15. The investigating officials and the prosecutors involved in presenting this case, have miserably failed in discharging their duties. They have been instrumental in denying to serve the cause of justice. The misery of the family of the victim Gomi has remained unredressed. The perpetrators of a horrendous crime, involving extremely ruthless and savage treatment to the victim, have remained unpunished. A heartless and merciless criminal, who has committed an extremely heinous crime, has gone scot-free. He must be walking around in Ahmedabad, or some other city/town in India, with his head held high. A criminal on the move. Fearless and fearsome. Fearless now, because he could not be administered the punishment, he ought to have suffered. And fearsome, on account of his having remained unaffected by the brutal crime committed by him. His actions now, know of no barriers. He could be expected to act in an unfathomable savage manner, uncomprehendable to a sane mind.

16. As we discharge our responsibility in deciding the instant criminal appeal, we proceed to apply principles of law, and draw inferences. For, that is our job. We are trained, not to be swayed by mercy or compassion. We are trained to adjudicate without taking sides, and without being mindful of the consequences. We are required to adjudicate on the basis of well drawn parameters. We have done all that. Despite thereof, we feel crestfallen, heartbroken and sorrowful. We could not serve the cause of justice, to an innocent child. We could not even serve the cause of justice, to her immediate family. The members of the family of Gomi must never have stopped cursing themselves, for not adequately protecting their child from a prowler, who had snatched an opportunity to brutalise her, during their lapse in attentiveness. And if the prosecution version about motive is correct, the crime was committed for a mere consideration of Rs.1,000/-.

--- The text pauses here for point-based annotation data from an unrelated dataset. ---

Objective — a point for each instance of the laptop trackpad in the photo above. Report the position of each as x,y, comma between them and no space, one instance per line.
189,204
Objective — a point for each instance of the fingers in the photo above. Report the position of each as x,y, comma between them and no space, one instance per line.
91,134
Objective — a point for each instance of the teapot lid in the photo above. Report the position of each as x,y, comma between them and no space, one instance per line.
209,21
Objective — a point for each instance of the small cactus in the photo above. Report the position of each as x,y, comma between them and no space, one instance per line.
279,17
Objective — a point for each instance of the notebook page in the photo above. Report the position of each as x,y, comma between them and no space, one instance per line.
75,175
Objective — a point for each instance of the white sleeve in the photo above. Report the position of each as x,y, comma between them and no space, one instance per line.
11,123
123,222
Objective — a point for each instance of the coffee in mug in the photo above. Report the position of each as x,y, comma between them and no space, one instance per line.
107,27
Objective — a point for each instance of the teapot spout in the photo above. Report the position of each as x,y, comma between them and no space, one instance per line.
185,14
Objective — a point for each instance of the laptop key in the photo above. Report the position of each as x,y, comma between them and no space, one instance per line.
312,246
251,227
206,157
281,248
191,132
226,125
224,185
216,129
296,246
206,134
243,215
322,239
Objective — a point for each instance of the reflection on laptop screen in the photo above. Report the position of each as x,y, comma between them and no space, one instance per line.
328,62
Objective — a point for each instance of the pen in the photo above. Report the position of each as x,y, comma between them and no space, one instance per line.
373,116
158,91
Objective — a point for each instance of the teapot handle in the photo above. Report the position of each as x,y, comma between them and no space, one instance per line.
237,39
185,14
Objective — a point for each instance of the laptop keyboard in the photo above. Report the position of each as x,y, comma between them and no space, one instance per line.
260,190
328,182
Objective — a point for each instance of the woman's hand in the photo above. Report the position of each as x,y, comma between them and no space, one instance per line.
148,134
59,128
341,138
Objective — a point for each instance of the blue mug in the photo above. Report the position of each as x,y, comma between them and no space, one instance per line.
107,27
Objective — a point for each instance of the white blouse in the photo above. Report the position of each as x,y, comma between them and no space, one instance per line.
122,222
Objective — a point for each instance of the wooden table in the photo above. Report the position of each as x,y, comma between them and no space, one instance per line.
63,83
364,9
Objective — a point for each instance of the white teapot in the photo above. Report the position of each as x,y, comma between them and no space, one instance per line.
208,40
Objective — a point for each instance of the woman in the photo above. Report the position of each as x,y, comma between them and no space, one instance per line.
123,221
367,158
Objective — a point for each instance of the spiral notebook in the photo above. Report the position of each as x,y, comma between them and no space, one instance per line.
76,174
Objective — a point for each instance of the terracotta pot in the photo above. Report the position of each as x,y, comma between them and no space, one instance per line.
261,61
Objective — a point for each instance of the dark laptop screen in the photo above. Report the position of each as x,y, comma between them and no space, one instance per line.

17. Every time there is an acquittal, the consequences are just the same, as have been noticed hereinabove. The purpose of justice has not been achieved. There is also another side to be taken into consideration. We have declared the accused-respondent innocent, by upholding the order of the High Court, giving him the benefit of doubt. He may be truly innocent, or he may have succeeded because of the lapses committed by the investigating/prosecuting teams. If he has escaped, despite being guilty, the investigating and the prosecution agencies must be deemed to have seriously messed it all up. And if the accused was wrongfully prosecuted, his suffering is unfathomable. Here also, the investigating and prosecuting agencies are blameworthy. It is therefore necessary, not to overlook even the hardship suffered by the accused, first during the trial of the case, and then at the appellate stages. An innocent person does not deserve to suffer the turmoil of a long drawn litigation, spanning over a decade, or more. The expenses incurred by an accused in his defence can dry up all his financial resources – ancestral or personal. Criminal litigation could also ordinarily involve financial borrowings. An accused can be expected to be under a financial debt, by the time his ordeal is over.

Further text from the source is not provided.